إِنَّا لِلَّهِ وَإِنَّا إِلَيْهِ رَاجِعُونَ

“Sesungguhnya kami milik Allah dan kepada-Nyalah kami kembali.”

Lalu: اللَّهُمَّ أْجُرْنِي فِي مُصِيبَتِي وَأَخْلِفْ لِي خَيْرًا مِنْهَا (Kita katakan: “Ya Allah beri aku pahala di dalam musibahku ini dan berikan ganti yang terbaik darinya atau yang lebih baik darinya”). Nabi صَلَّى اللهُ عَلَيْهِ وَسَلَّمَ telah mengatakan: “Siapa yang ditimpa musibah lalu dia mengucapkan yang tadi, ya, maka tidaklah kecuali Allah Subhanahu wa Ta’ala akan ganti lebih baik darinya.” Ya, HP lama hilang dibawa oleh air, pasti ganti HP baru. Betul gak? Ah, gak mungkin lagi ganti HP yang paling buruk. Walhasil diberikan oleh Allah Subhanahu wa Ta’ala dengan yang lebih baik. Sabar itu ya. Sabar.

Lalu kalau kita bertakziah atau ya takziah itu apa? Bukan dengan artian takziah itu menghibur ya (tapi tasliyah). Tasliyah itu mungkin bahasanya menghibur tuh ada orang konotasinya dengan musik. Ya, sebenarnya menghibur itu tidak mesti dengan musik konotasinya, tapi menghibur itu ada meringankan beban memberikan. Maka Nabi صَلَّى اللهُ عَلَيْهِ وَسَلَّمَ memberikan eh takziah itu dengan ungkapan:

إِنَّ لِلَّهِ مَا أَخَذَ، وَلَهُ مَا أَعْطَى، وَكُلُّ شَيْءٍ عِنْدَهُ إِلَى أَجَلٍ مُسَمًّى، فَاصْبِرْ وَاحْتَسِبْ

(Kita ungkapkan: “Hanya milik Allah apa yang Dia ambil, dan milik Allah apa yang Dia beri. Dan setiap sesuatu di sisi Allah ada batas waktunya [yakni setiap sesuatu sudah ditentukan waktunya]. Maka oleh karena itu bersabar dan berharap pahalalah dari Allah”).

Kita dulu enggak punya apa-apa lalu Allah beri. Itu milik Allah. Milik Allah apa yang diambil-Nya. Dulu kita dikasih lalu diambil lagi. Ya, enggak ada di antara kita yang lahir pakai baju. Ya, semuanya kita lahir dengan telanjang. Tidak punya apa-apa, enggak punya harta, enggak punya rumah. Ya, diambil lagi oleh Allah Subhanahu wa Ta’ala.

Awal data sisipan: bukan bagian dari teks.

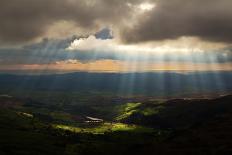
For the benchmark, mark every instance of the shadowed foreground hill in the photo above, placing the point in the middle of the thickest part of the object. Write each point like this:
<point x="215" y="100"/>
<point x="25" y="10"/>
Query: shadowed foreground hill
<point x="180" y="126"/>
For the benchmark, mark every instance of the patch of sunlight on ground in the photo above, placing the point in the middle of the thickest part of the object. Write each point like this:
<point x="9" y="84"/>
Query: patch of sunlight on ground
<point x="127" y="110"/>
<point x="151" y="111"/>
<point x="105" y="127"/>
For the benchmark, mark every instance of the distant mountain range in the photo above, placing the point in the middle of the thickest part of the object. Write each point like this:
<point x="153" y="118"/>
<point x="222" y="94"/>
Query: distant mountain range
<point x="157" y="84"/>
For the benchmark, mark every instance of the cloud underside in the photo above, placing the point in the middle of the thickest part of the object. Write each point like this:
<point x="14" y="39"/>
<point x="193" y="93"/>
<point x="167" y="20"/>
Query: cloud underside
<point x="116" y="66"/>
<point x="26" y="20"/>
<point x="136" y="35"/>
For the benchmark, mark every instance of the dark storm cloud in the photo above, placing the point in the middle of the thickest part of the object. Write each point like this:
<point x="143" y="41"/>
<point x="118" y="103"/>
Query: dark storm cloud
<point x="210" y="20"/>
<point x="24" y="20"/>
<point x="50" y="51"/>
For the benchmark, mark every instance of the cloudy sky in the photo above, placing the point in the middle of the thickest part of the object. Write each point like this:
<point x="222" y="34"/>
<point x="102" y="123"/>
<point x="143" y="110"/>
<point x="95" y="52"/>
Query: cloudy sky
<point x="115" y="35"/>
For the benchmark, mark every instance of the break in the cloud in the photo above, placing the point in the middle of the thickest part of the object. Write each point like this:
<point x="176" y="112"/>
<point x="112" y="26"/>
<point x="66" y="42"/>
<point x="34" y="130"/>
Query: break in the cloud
<point x="209" y="20"/>
<point x="25" y="20"/>
<point x="135" y="20"/>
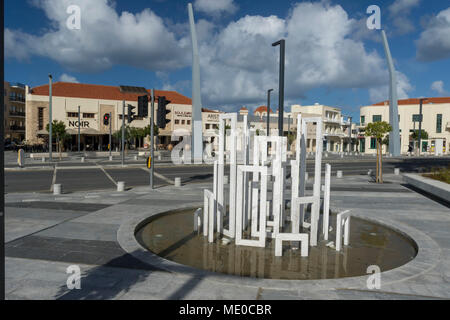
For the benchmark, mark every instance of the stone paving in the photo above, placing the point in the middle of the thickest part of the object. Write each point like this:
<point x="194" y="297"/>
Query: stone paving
<point x="46" y="233"/>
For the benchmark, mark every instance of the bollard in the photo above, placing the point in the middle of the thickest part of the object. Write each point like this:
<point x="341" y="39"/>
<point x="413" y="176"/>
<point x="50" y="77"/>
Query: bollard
<point x="57" y="189"/>
<point x="120" y="186"/>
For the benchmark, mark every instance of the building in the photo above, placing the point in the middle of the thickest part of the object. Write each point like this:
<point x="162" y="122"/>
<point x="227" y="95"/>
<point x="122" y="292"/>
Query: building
<point x="336" y="129"/>
<point x="435" y="121"/>
<point x="95" y="101"/>
<point x="14" y="112"/>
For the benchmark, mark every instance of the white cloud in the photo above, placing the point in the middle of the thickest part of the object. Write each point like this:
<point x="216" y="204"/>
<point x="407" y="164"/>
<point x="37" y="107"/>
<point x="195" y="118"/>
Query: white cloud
<point x="381" y="93"/>
<point x="239" y="63"/>
<point x="105" y="39"/>
<point x="215" y="7"/>
<point x="438" y="86"/>
<point x="399" y="12"/>
<point x="434" y="41"/>
<point x="68" y="78"/>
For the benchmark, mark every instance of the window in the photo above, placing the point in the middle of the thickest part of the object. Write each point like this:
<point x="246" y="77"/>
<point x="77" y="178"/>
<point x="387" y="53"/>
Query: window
<point x="373" y="143"/>
<point x="439" y="123"/>
<point x="376" y="118"/>
<point x="89" y="115"/>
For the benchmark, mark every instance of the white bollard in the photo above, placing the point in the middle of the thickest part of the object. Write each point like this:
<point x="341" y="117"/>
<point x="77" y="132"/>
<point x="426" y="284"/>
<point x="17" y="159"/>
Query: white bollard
<point x="120" y="186"/>
<point x="57" y="189"/>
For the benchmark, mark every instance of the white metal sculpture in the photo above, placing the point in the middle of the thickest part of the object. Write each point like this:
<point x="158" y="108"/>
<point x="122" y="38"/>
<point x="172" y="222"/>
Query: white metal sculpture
<point x="254" y="214"/>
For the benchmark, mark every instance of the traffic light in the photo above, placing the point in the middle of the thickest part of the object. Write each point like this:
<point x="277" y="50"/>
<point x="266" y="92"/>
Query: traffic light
<point x="106" y="119"/>
<point x="162" y="111"/>
<point x="143" y="106"/>
<point x="130" y="113"/>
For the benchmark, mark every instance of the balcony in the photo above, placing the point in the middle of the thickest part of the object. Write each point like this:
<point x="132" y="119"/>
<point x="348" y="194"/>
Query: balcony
<point x="16" y="99"/>
<point x="17" y="114"/>
<point x="17" y="128"/>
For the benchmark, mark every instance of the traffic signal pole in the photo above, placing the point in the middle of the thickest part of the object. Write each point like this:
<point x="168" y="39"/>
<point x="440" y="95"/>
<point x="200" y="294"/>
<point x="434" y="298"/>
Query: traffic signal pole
<point x="152" y="127"/>
<point x="110" y="133"/>
<point x="123" y="133"/>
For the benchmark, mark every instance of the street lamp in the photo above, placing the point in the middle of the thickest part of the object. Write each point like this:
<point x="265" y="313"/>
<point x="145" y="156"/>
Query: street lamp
<point x="268" y="110"/>
<point x="50" y="142"/>
<point x="282" y="44"/>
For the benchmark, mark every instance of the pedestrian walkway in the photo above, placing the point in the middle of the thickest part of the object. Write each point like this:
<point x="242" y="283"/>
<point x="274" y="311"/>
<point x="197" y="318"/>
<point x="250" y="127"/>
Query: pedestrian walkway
<point x="45" y="234"/>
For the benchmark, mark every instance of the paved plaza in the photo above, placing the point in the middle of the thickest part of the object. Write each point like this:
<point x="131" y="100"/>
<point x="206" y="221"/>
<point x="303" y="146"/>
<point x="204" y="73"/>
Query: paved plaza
<point x="45" y="234"/>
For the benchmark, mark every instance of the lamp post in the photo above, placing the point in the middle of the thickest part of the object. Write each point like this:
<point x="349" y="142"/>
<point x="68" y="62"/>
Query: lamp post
<point x="268" y="111"/>
<point x="282" y="44"/>
<point x="50" y="142"/>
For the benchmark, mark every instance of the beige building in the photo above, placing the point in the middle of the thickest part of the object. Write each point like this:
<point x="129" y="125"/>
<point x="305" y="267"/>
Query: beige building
<point x="336" y="129"/>
<point x="95" y="101"/>
<point x="14" y="112"/>
<point x="436" y="122"/>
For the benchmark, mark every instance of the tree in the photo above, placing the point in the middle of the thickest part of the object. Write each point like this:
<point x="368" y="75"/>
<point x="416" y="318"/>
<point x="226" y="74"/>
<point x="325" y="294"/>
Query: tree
<point x="59" y="133"/>
<point x="378" y="130"/>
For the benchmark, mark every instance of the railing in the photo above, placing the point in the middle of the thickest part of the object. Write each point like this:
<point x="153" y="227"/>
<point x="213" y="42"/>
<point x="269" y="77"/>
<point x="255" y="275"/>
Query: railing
<point x="17" y="128"/>
<point x="16" y="99"/>
<point x="17" y="113"/>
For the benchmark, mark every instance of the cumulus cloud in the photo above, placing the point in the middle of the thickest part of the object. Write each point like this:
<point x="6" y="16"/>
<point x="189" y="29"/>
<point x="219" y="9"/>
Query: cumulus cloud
<point x="399" y="12"/>
<point x="68" y="78"/>
<point x="434" y="41"/>
<point x="381" y="93"/>
<point x="106" y="38"/>
<point x="215" y="7"/>
<point x="438" y="86"/>
<point x="239" y="64"/>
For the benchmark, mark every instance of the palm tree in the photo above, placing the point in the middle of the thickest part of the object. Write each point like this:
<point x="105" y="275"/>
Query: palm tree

Itu yang kita ucapkan. Dulu waktu kejadian di Gempa Palu, kami pernah ke daerah ke belakang jauh. Lalu kita lihat di situ ada dua tempat bunyi musik keras-keras. Ya, kita tanya ternyata itu orang sudah kematian. Mungkin orientasinya apa, pikiran konotasinya hiburan itu adalah dengan musik gitu loh. Jadi orang bersedih masa pakai musik. Jadi menghiburnya itu adalah meringankan ya beban dengan menyuruh dia untuk bersabar.

Ya, Wallahu Ta’ala A’lam. Ini dulu yang dapat kita sampaikan. Insyaallah kita akan pelajari hadits-hadits berikutnya masih dalam bab ini dengan mengambil faedah-faedah.

وَصَلَّى اللهُ عَلَى مُحَمَّدٍ وَعَلَى آلِهِ وَصَحْبِهِ أَجْمَعِينَ. وَالسَّلَامُ عَلَيْكُمْ.